O fato de Ganga Bruta aparecer entre
os dez filmes brasileiros mais lembrados nesta enquete realizada por
Contracampo não é nenhuma surpresa. Em todas as pesquisas
realizadas anteriormente ao longo de várias décadas, esta
obra-prima de Humberto Mauro marcou presença, em que pese as
variadas gamas de atuação e abrangência das pesquisas,
assim como as diversas procedências dos votos individuais. É
um consenso entre a comunidade cinematográfica e tem passagem
garantida entre todos os meios culturais nacionais na categoria de clássico
absoluto.
Na verdade, Ganga Bruta sempre foi,
desde sua concepção, um filme-marco da cinematografia
brasileira. Fruto da união de Mauro e de Adhemar Gonzaga, sua
realização sela o encontro de aspirações
e ambições tão opostas quanto complementares na
configuração de um paradoxo fundamental para a tentativa
de compreender o cinema brasileiro como um todo. Este encontro do gênio
criador com o homem de negócios, ou melhor, de um cinema de vocação
marcadamente artesanal com o empreendimento sempre frustrado de uma
indústria, encontro realizado invariavelmente sob o signo de
um discurso nacionalista, tem sido desde sempre a figura mais recorrente
dessa história já madura, com mais de um século.

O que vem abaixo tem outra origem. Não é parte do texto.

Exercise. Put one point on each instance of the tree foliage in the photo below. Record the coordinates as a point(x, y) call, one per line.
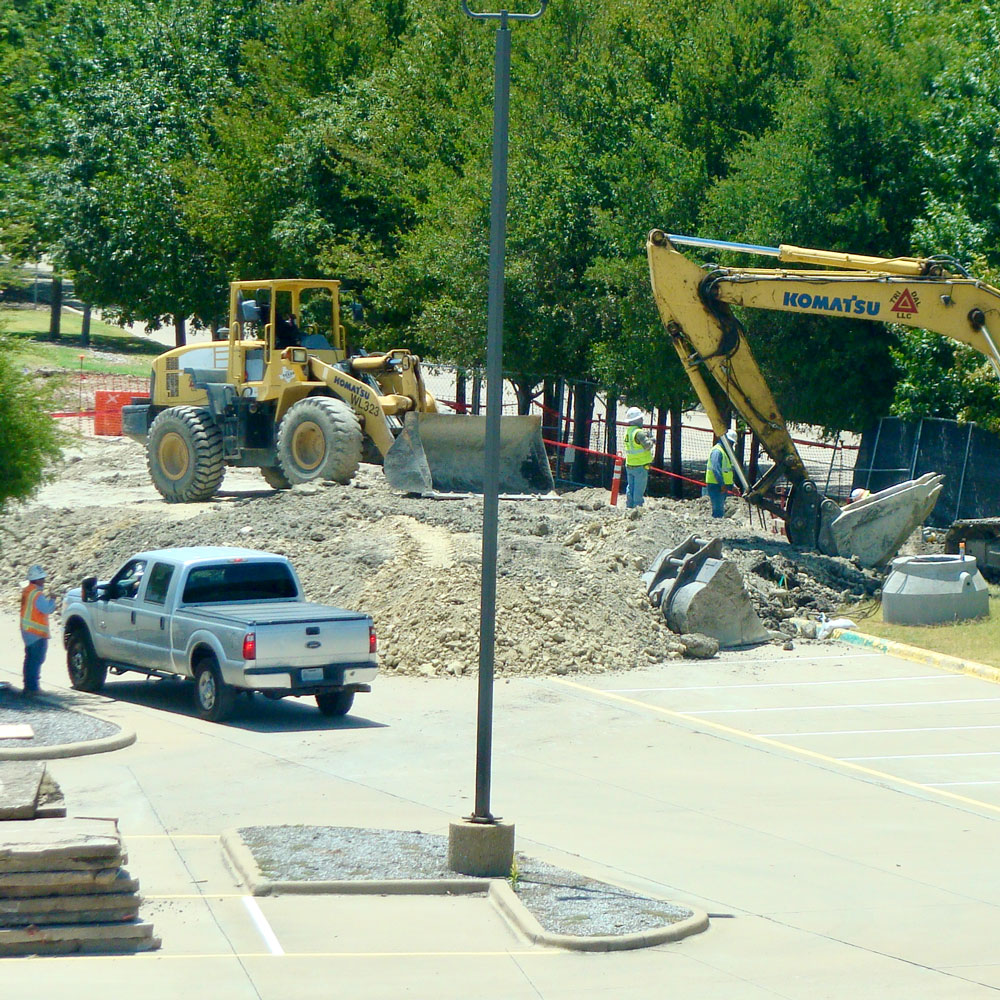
point(159, 149)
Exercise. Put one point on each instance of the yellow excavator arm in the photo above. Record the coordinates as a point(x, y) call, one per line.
point(925, 293)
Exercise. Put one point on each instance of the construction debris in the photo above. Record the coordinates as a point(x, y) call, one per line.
point(63, 889)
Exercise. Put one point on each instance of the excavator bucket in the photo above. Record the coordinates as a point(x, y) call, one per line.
point(874, 528)
point(447, 454)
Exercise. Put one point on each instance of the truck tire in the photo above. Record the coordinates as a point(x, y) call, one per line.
point(275, 478)
point(319, 438)
point(184, 454)
point(335, 703)
point(86, 671)
point(213, 697)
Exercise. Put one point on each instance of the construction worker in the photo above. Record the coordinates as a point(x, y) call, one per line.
point(719, 474)
point(35, 611)
point(638, 458)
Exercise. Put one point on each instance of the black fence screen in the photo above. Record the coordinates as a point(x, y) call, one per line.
point(966, 455)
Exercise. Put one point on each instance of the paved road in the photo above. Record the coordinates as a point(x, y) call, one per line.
point(835, 811)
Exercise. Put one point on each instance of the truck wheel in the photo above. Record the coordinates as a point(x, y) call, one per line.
point(319, 438)
point(213, 698)
point(184, 454)
point(86, 672)
point(274, 477)
point(335, 703)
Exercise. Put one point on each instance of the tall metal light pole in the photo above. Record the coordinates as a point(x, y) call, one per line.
point(494, 399)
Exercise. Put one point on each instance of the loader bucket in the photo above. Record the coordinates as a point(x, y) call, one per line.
point(873, 529)
point(437, 451)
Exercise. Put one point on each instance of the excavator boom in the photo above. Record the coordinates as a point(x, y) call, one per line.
point(925, 293)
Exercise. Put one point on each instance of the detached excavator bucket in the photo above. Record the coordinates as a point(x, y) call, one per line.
point(436, 451)
point(874, 528)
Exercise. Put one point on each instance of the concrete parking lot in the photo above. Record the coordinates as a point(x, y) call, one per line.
point(833, 809)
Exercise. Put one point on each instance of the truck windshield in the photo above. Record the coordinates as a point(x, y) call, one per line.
point(229, 582)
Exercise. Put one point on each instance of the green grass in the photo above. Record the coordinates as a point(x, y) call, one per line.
point(27, 335)
point(977, 640)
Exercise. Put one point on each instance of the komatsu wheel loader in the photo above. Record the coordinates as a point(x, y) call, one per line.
point(282, 394)
point(694, 303)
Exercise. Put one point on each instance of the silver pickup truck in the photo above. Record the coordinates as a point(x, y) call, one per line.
point(231, 619)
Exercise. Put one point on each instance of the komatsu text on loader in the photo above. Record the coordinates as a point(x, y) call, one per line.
point(282, 394)
point(927, 293)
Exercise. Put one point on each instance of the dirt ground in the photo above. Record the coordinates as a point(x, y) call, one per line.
point(569, 591)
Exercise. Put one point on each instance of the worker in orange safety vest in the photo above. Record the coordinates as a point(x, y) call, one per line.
point(35, 610)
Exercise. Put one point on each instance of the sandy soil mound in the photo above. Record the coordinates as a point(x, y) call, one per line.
point(569, 594)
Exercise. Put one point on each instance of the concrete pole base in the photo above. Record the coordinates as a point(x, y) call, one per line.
point(485, 850)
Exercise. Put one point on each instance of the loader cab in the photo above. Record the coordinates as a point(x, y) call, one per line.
point(274, 326)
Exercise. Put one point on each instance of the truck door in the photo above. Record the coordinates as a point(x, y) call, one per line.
point(152, 623)
point(116, 619)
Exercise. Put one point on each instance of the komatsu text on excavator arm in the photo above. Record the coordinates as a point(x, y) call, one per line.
point(694, 303)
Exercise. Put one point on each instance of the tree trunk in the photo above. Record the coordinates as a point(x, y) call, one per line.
point(676, 458)
point(583, 412)
point(55, 310)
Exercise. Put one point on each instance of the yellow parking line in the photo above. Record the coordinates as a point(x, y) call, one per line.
point(777, 745)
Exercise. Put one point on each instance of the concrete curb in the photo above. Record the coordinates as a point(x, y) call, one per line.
point(498, 891)
point(953, 664)
point(105, 744)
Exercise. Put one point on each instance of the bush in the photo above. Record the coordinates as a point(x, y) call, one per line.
point(29, 437)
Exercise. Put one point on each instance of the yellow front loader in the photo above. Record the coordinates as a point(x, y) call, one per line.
point(694, 303)
point(283, 394)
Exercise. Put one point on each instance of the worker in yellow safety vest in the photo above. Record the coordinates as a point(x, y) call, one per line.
point(638, 458)
point(719, 474)
point(35, 610)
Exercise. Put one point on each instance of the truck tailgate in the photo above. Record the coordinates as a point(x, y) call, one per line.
point(312, 642)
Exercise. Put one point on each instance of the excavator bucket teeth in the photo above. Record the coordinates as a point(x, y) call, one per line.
point(874, 528)
point(436, 451)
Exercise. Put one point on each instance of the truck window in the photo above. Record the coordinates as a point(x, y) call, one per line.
point(125, 583)
point(159, 582)
point(230, 582)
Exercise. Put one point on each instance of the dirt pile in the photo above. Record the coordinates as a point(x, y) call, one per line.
point(569, 594)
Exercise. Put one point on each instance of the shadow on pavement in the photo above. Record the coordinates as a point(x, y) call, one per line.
point(256, 714)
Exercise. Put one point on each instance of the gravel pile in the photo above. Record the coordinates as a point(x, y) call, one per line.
point(563, 902)
point(53, 725)
point(569, 594)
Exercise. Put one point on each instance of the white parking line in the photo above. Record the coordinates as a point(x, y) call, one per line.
point(795, 684)
point(263, 927)
point(829, 708)
point(874, 732)
point(927, 756)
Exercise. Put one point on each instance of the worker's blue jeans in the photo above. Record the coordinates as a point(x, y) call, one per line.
point(636, 477)
point(34, 657)
point(718, 498)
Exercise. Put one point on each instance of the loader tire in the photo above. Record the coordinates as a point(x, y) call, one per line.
point(184, 454)
point(274, 477)
point(319, 438)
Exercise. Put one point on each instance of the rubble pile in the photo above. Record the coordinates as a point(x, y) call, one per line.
point(569, 598)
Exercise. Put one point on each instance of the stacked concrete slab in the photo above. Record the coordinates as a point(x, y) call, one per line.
point(62, 885)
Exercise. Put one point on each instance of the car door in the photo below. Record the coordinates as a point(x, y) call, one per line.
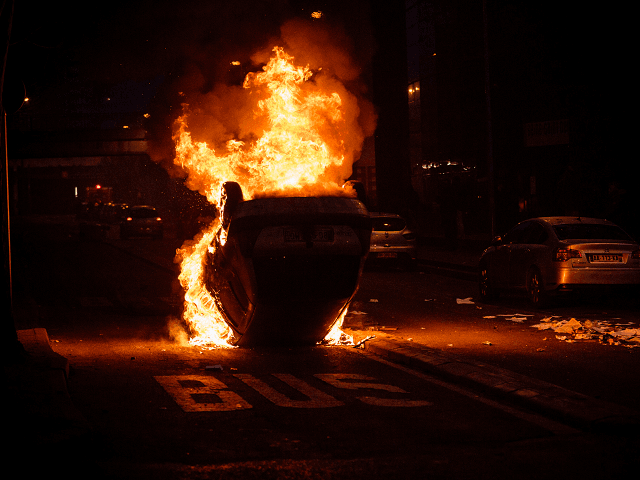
point(522, 253)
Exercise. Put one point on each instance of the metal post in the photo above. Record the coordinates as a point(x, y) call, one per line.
point(487, 93)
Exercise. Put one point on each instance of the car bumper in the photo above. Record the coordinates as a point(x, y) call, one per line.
point(392, 252)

Em 1930 explorava-se este encontro como algo inédito e depositavam-se
esperanças de um futuro promissor sob sua bandeira; o tempo encarregou-se
de frustrá-las, mas não impediu que este momento se fixasse
na história como um ponto de inflexão privilegiado.
É claro que o resultado material
desta união ajudou e muito o tempo nesta tarefa: pois Ganga
Bruta reúne em si qualidades ímpares no campo estético.

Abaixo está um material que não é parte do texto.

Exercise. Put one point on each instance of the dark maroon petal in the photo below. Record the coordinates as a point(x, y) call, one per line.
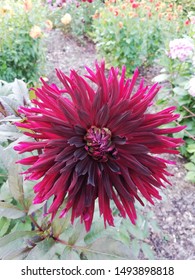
point(97, 142)
point(77, 141)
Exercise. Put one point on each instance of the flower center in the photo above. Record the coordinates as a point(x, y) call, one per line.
point(99, 144)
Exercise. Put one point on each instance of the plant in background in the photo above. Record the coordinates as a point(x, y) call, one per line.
point(91, 151)
point(81, 13)
point(132, 32)
point(21, 49)
point(179, 76)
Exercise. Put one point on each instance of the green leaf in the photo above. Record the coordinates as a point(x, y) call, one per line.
point(13, 243)
point(191, 148)
point(59, 225)
point(147, 251)
point(44, 250)
point(190, 166)
point(70, 254)
point(190, 176)
point(107, 249)
point(78, 231)
point(34, 207)
point(4, 225)
point(97, 231)
point(10, 211)
point(135, 247)
point(20, 91)
point(161, 78)
point(15, 182)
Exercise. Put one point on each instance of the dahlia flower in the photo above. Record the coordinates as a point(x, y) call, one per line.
point(96, 142)
point(191, 86)
point(181, 48)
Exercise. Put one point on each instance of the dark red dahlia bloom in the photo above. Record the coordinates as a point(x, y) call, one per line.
point(96, 143)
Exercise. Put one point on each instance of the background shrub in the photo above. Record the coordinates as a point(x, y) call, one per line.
point(131, 33)
point(22, 29)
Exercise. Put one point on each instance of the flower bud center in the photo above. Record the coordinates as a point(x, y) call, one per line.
point(99, 143)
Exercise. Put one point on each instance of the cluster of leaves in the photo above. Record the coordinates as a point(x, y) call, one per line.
point(27, 233)
point(21, 55)
point(175, 76)
point(81, 14)
point(132, 32)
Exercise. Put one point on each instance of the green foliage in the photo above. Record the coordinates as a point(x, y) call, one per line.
point(21, 50)
point(81, 14)
point(25, 231)
point(125, 34)
point(176, 75)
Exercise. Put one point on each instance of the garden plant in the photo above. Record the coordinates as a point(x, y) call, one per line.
point(85, 159)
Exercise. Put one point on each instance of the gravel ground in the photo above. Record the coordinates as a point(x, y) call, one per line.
point(176, 213)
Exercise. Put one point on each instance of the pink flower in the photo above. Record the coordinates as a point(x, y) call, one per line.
point(181, 48)
point(97, 143)
point(191, 87)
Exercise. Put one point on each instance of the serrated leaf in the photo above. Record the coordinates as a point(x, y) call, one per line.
point(44, 250)
point(34, 207)
point(155, 226)
point(107, 249)
point(10, 211)
point(15, 182)
point(161, 78)
point(191, 148)
point(77, 233)
point(5, 194)
point(70, 254)
point(12, 243)
point(147, 251)
point(97, 231)
point(135, 247)
point(59, 225)
point(4, 225)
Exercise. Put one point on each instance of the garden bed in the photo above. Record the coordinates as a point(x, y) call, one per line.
point(176, 214)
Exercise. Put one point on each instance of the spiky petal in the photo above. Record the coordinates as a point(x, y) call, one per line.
point(97, 143)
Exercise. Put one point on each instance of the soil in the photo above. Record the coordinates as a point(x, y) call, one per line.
point(175, 215)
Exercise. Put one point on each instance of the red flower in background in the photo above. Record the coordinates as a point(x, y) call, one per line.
point(97, 144)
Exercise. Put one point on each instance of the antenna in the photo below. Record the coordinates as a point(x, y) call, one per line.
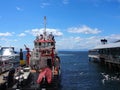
point(45, 24)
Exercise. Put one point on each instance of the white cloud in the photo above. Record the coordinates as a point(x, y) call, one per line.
point(35, 32)
point(22, 34)
point(84, 29)
point(6, 34)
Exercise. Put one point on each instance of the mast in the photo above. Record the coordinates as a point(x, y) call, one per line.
point(45, 25)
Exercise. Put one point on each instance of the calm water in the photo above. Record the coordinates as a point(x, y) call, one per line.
point(80, 74)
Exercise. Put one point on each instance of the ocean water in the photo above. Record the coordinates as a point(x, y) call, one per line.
point(77, 73)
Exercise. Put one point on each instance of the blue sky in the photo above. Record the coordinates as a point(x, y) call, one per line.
point(76, 24)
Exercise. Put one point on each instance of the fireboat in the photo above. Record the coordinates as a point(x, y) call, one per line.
point(42, 69)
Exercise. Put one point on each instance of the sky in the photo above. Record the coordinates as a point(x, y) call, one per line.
point(76, 24)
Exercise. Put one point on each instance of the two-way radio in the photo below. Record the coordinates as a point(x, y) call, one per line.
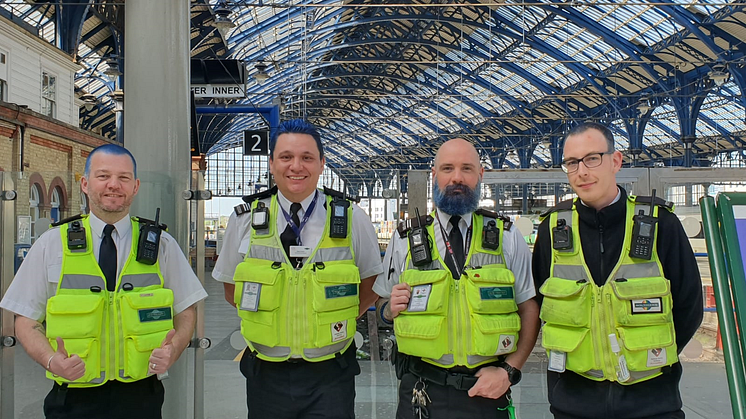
point(643, 233)
point(338, 218)
point(562, 235)
point(150, 239)
point(419, 243)
point(76, 236)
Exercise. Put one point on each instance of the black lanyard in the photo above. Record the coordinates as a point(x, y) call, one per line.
point(467, 244)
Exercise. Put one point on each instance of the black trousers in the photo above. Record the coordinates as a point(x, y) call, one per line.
point(301, 390)
point(447, 402)
point(114, 400)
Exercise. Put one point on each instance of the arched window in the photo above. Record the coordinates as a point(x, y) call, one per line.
point(35, 203)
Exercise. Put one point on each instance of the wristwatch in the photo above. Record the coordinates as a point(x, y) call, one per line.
point(514, 374)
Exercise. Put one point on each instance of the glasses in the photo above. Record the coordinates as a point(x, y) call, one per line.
point(590, 161)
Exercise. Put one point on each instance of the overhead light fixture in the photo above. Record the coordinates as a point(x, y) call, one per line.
point(112, 71)
point(89, 101)
point(261, 72)
point(719, 74)
point(222, 21)
point(118, 97)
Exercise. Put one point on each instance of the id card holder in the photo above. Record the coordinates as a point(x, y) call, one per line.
point(557, 361)
point(250, 297)
point(419, 298)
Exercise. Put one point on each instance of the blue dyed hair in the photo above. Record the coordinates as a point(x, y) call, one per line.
point(112, 149)
point(296, 126)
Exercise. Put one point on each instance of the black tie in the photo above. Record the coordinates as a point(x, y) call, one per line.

A colocação em prática de idéias e conceitos
apreendidos e incentivados pela turma da Cinearte por um gênio
de intuição e apuro artístico (além de conhecedor
e curioso da técnica) como Humberto Mauro pode ter agradado mais
ou menos à crítica da época, mas constitui sem
dúvida um objeto único. Quem consegue esquecer uma seqüência
como o flashback do protagonista evocado por uma canção
entoada em seresta? Ou aquelas em que o simbolismo com forte influência
freudiana irrompe inesperadamente em meio à ambientação
predominantemente naturalista, como a união sexual do galã
Durval Belline e Déa Selva? Mais que a aplicação
e realização plena do padrão estético da
Cinearte (padrão composto de conceitos como sub-entendimento,
symbolo ou sophisma, como aponta Paulo Emílio),
é a idéia de uma representação brasileira
em sua essência que está em jogo.
Não é para menos que Mauro
seria redescoberto e valorizado anos mais tarde pelo Cinema Novo. Na
verdade, é bem possível que seja a partir desta redescoberta
que Ganga Bruta passe a ocupar seu posto no cânone do cinema
nacional. Em sua Revisão Crítica do Cinema Brasileiro,
Glauber aponta Ganga como "um dos vinte maiores filmes de todos
os tempos" e coloca Mauro na posição de "pai" do cinema
brasileiro. É o primeiro, se não me engano, a inscrever
o filme na categoria de clássico.
E o que resta, afinal, a um clássico
senão encontrar sua posição no cânone, como
um velho encontra seu repouso definitivo numa bela urna? O status de
documento histórico não faz jus a este filme, nem seu
engessamento numa lista, qualquer que seja. Sua apreciação
e constante reavaliação crítica que, graças
a um esforço de décadas dedicadas à restauração,
poderão ser realizadas por gerações, são
os fatores mais importantes para a transcendência da obra. É
um legado digno, que nós da Contracampo tomamos como tarefa fundamental
à qual procuramos dedicar um esforço máximo. Mais
que um peso morto na memória de alguns, Ganga Bruta deve
viver em sua plenitude no centro vital de nosso cinema.